Crónicas Cuento

“No Soy Su Tía”


Por: Enrique de Luque Palencia

“Tía, tía… yo no soy su tía, soy su mamá, carajo. ¿Cuándo van a entender?”; respondía la modista sentada frente a su máquina de coser. Mientras pedaleaba, ensartaba aguja y disfrazaba las penas, infidelidades y defectos de las mujeres del pueblo para ganarse la vida, afirmaba: “Un buen vestido llevado con altivez esconde todo, incluso las malas costumbres”.

Los llamados de tía resonaban con fuerza en el patio, retumbando en el alma de la modista.

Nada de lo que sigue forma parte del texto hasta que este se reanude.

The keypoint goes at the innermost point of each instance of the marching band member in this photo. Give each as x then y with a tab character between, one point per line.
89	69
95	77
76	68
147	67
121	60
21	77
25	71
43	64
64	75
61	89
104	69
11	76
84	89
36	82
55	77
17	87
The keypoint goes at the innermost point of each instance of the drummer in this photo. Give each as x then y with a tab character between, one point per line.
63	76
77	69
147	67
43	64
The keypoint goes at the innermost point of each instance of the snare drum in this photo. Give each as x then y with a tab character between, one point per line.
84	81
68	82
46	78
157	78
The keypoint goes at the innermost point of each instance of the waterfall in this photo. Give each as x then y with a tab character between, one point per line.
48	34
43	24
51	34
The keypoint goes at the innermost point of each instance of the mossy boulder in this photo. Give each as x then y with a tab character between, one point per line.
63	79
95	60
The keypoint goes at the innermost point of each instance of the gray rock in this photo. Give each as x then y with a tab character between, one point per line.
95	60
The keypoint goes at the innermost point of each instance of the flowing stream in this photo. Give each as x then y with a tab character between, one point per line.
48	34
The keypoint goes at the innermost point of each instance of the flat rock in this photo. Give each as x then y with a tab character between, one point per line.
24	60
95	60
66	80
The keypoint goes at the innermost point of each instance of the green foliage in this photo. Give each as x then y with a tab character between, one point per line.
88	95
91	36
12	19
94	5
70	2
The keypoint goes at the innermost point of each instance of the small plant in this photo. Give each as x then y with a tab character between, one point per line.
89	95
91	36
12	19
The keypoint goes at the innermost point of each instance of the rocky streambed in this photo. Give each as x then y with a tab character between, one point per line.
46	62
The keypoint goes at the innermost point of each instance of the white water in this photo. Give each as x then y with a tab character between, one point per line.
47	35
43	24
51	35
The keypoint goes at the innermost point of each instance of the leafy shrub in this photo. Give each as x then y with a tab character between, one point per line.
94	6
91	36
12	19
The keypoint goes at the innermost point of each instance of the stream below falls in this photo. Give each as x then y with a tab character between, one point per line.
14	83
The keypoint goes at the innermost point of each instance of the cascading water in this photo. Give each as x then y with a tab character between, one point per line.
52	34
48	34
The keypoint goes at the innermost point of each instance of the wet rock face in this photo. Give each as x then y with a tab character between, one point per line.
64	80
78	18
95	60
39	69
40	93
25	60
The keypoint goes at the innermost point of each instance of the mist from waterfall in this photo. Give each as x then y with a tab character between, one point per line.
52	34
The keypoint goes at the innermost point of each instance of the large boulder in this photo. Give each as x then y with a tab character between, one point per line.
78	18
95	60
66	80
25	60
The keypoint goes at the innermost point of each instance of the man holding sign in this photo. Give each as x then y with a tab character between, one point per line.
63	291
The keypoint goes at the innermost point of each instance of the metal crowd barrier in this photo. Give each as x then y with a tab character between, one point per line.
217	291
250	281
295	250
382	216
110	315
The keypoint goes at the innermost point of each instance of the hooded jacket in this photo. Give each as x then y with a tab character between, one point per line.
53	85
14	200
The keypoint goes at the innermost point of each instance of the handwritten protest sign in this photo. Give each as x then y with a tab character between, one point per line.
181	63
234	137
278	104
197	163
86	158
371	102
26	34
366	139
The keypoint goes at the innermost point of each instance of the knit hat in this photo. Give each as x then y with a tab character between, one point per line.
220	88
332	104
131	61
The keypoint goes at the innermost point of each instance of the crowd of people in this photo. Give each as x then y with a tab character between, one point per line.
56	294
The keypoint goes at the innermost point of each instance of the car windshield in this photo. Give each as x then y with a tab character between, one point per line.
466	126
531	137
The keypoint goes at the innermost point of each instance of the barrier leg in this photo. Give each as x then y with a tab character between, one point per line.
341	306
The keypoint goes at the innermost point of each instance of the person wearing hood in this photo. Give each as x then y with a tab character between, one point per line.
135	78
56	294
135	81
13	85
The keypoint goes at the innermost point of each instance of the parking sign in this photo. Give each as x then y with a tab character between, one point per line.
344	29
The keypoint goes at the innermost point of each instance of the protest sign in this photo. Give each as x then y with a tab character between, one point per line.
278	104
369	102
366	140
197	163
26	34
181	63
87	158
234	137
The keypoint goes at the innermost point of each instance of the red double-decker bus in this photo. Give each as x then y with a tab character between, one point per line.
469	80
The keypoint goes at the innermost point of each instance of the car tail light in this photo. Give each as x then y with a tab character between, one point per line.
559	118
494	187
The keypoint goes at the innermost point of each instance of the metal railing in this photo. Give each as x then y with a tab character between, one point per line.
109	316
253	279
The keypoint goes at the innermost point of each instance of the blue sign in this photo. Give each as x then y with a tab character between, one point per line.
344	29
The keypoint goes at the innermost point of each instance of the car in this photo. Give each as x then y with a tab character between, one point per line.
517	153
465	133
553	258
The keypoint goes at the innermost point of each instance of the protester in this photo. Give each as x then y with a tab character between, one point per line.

Era una respuesta espontánea, cotidiana que exclamaba la señora sin dejar de pedalear, robando una sonrisa al hombre que abanicaba su sombrero, concha de jobo mientras reposaba en la silla de madera forrada en cuero de vaca, tras una jornada laboral que iniciaba temprano con el ordeño de las vacas.

“Nunca lo van a entender”, afirmaba mientras orgullosa miraba a sus gallos de pelea. “¿Cómo no es a ti a quien le duele hasta los dientes al escucharlo?”, replicaba desde su taller de costura la tía. “Supéralo, mujer. El amor vence a la razón y al chismorreo del pueblo. La gente ni habla de eso y tú te has vuelto vieja esperando por algo que no ha de llegar”, decía su esposo con tono consolador.

Eran llamados afectivos que todas las tardes llegaban como un coro musical, un escándalo similar a la algarabía que arman los pericos o loros al atardecer, acomodándose en pareja en los palos de mangos dispuestos a pernoctar retozando con alegría.

Desde el patio se escuchaba el alboroto entre los juegos de los niños, quienes disfrutaban en un espacio inmenso donde cabían los doce hermanos y los diez amigos de la cuadra. Un patio lleno de árboles frutales, una hortaliza, los galpones de los gallos finos, las pesebreras de los caballos, la casa de los seis perros que solo soltaban por la noche, el espacio para los juegos de los niños, canchas para jugar micro fútbol, voleibol y el espacio para jugar al escondite. Todo era controlado por la tía modista desde su taller, ubicado estratégicamente para tener una panorámica de todo lo que ocurría en el patio.

Me siento siempre aquí mirando para allá, porque es la única manera de controlar a la peleara que, bien desobediente si son. No vez cómo me llaman los míos”, afirmaba la modista.

El hombre, atractivo con 1.87 metros de altura, tez morena, ojos azules y cuerpo atlético, amante de la lectura, robaba versos a la musa para dedicarlos a su amada. Vestía con elegancia según la ocasión: para la misa, todo de drill blanco con sombrero estilo cubano; para el trabajo, pantalón de drill color caqui y camisas a cuadros de leñador; y para la jornada laboral, camisas amansa loco. Trabajador incansable, la palabra suya no necesitaba testigos ni notario.

Decidió unir su vida bajo el sagrado sacramento del matrimonio con la hija del inspector de policía del pueblo, un hombre probo y reconocido en toda la región de la depresión del río Grande de la Magdalena. De este feliz matrimonio nacieron cuatro hijos, hasta que una noche les llegó la visita de la muerte, sumergiéndolos en la desolación.

En su soledad, la hermana de la difunta llegó para ayudar a criar a los cuatro hijos del viudo, despertando en ella sentimientos maternales y un deseo profundo de ser madre. Se enfrentó a la picota pública al aceptar lo que el viudo le insinuaba, desatando la sorpresa y los murmullos del pueblo. De esta unión nacieron seis hijos.

“Tía, tía, carajo, no soy su tía, soy su mamá”.